Adolescent enrollment complete in RUBY gene-editing therapy trial
Trial will evaluate reni-cel efficacy, safety in 12- to 50-year-olds
Enrollment has been completed in the adolescent group of the Phase 1/2/3 RUBY clinical trial testing Editas Medicine’s gene-editing therapy, renizgamglogene autogedtemcel (reni-cel), in people with sickle cell disease (SCD).
“I am proud of the Editas team’s work and our advancement in the first half of 2024 as we move closer to becoming a commercial-stage company and continue developing clinically differentiated, transformational medicines for people living with serious, previously untreatable diseases,” Gilmore O’Neill, president and CEO of Editas, said in a company press release.
The RUBY clinical trial (NCT04853576) aims to evaluate the efficacy, safety, and tolerability of reni-cel in 45 people with severe SCD, ages 12 through 50. Enrollment had previously been completed in the study’s adult cohort, with dosing underway. The company is working to manufacture the therapy for the first group of adolescent patients.

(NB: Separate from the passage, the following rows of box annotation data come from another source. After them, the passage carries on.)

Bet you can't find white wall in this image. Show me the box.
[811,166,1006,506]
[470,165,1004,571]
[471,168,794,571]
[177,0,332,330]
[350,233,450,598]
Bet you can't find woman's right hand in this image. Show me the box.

Editas said it’s on track to share “a substantive clinical data set of sickle cell patients with considerable clinical follow-up in the RUBY trial” by the end of the year.
SCD is caused by mutations in a gene that’s needed to make the adult version of hemoglobin, the protein that red blood cells use to transport oxygen through the bloodstream. The abnormal hemoglobin tends to clump up inside red blood cells, deforming them into the characteristic sickle shape that gives the disease its name. The misshapen cells are prone to getting trapped inside blood vessels, blocking blood flow. This, in turn, can lead to a series of complications, including vaso-occlusive crises (VOCs).
Gene-editing therapy engineers blood cells
While SCD affects the adult version of hemoglobin, it does not affect fetal hemoglobin, which is an alternative version of the protein that’s made during early fetal development. Fetal hemoglobin normally stops being made shortly after a baby is born, though some people have a benign genetic condition that causes this version of hemoglobin to continue being produced during adulthood.
Reni-cel, previously called EDIT-301, aims to engineer SCD patients’ blood cells to carry the same genetic quirks that cause persistent fetal hemoglobin production in people with that benign genetic condition. Increased production of fetal hemoglobin can help compensate for the mutated adult version of the protein, ultimately helping to mitigate SCD symptoms and complications.
The therapy works by collecting blood stem cells from a patient’s bone marrow. The cells are engineered with reni-cel and returned to the patient through a stem cell transplant, which is preceded by a round of chemotherapy to wipe out existing stem cells and make room for the modified cells. The edited cells can then give rise to new red blood cells capable of producing fetal hemoglobin.
Editas recently presented data from 18 adults treated with reni-cel as part of the RUBY study. Findings showed that all participants were free of vaso-occlusive events, including VOCs and other complications associated with blood vessel obstruction and blood flow disruption, with up to nearly two years of follow-up. Fetal hemoglobin production also increased as expected.
“With these data, we are highly confident reni-cel is well positioned to be a differentiated, best-in-class product for the treatment of sickle cell disease,” O’Neill said.